It is better to be wrong than to be a slave and do everything right

Today I start strong this entry saying everything with the title. When it comes to educating a child it is better that you are wrong to be a slave and do everything right. Or I at least prefer it that way.

We are many adults who as children grew up in a more or less authoritarian climate in which behind our decisions was always the judgment of our parents ("this you have done well", "this you have done wrong") and often, and With the passage of time, his words no longer positioned themselves behind, but rather went ahead, before our decision.

Be obedient to be a well educated child

The reason for having our parents on top to avoid being wrong and the reason for letting us know when we were wrong (with shouting or punishment) was to get us to be obedient, something that seems to be a sign, in children, of good education.

In the eyes of those who look at an obedient child, it is a child who does not bother, who behaves well, who knows how to stand before others, who pays attention to his parents, and that seems to be the right thing to do. However, a child who obeys others is a child who makes few or no decisions and is a child with very little analytical capacity for situations.

It will be customary (children end up getting used to not choosing and simply following their parents' mandates) or it will be to avoid the anger of their parents and judges, but the children end up being model children, of which many mothers teach with pride or those that are copies of their parents because they do exactly the same as them and yet they are slaves. They are slaves who do everything right and make no mistake, slaves who do what others tell them.

Let's say that these obedient children, unable to make their own decisions (if you ask them something, they look at their parents to know what they should answer), they grow up. When they are children they turn out to be exemplary and well educated, however nobody admires an adult unable to know which way to go, very indecisive, with little personality and with little capacity to solve the problems that appear to him.

Try yourself, get wrong and learn

"Why do we fall, Bruce?" Thomas Wayne told his son. The boy looked at him thoughtfully, waiting for the answer. The father approached who in the future would be known as the bat man and told him, almost in a whisper, as one who tells a secret: "To learn to get up."

This fragment, which I have recounted as a reminder of the movie Batman Begins, is nothing more than a cry for children's freedom, that freedom that allows them to choose, make decisions, develop their personality, succeed and make mistakes, stand up, even if it is on a tight rope and fall, more than once, to learn to get up.

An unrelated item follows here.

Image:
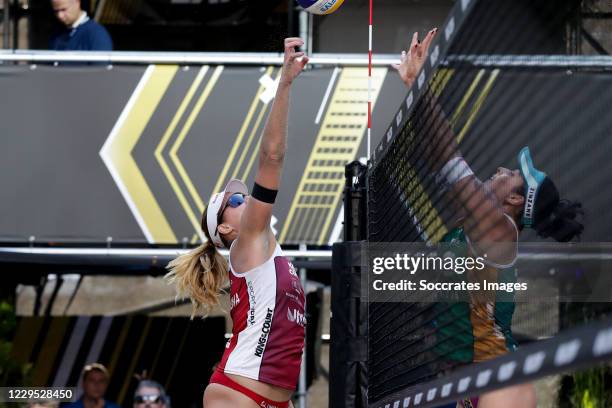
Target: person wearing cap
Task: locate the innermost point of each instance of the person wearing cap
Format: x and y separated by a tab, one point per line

Our role as parents is to educate our children so that they themselves choose whether to take risks or not and be there to, when they fall, help them get up if they need us. Each mistake is an opportunity to learn how to do something differently. Each error opens a new door to creativity and inventiveness, to logic. Each failure helps children think.

If we don't let them make a mistake, if we anticipate or if we continue with the chant of wanting our children to be obedient only we will make them obedient citizens, with little critical capacity, with little capacity to think of solutions to the problems that arise and with the need, often or always, of someone superior to tell them where to throw: “How can I choose a path if my path has Always been dictated by my elders? How do I know which is the best option, if I have never had to choose anything?

He who never chooses never makes mistakes and does everything right. The one who never chooses does not know the real consequences of doing something wrong and has trouble anticipating mistakes (how will I know what happens if I am wrong if I have never been wrong) and problems to solve them.

Let's play now that these children, those who have been able to choose and make mistakes, grow up. They will be people able to choose and anticipate mistakes, they will have personality to say "yes" and to say "no", they will be autonomous and independent and they will be clear on the way forward. They may err, like every human, but they will know how to try again or they will know how to be honest and not do it if the risk is greater than the benefit.

I do not have a crystal ball and this is only conjecture and hypothesis, but soon, it is logical that we grow to be quite similar to how we grew.

I do not want obedient children who always behave well. I want children to do children's things and make mistakes, screw up and learn with it, so that in the future they are good people because they want to be and not because I have imposed goodness as a mandate and to live the life they have decided to live (and not the one I've decided to live).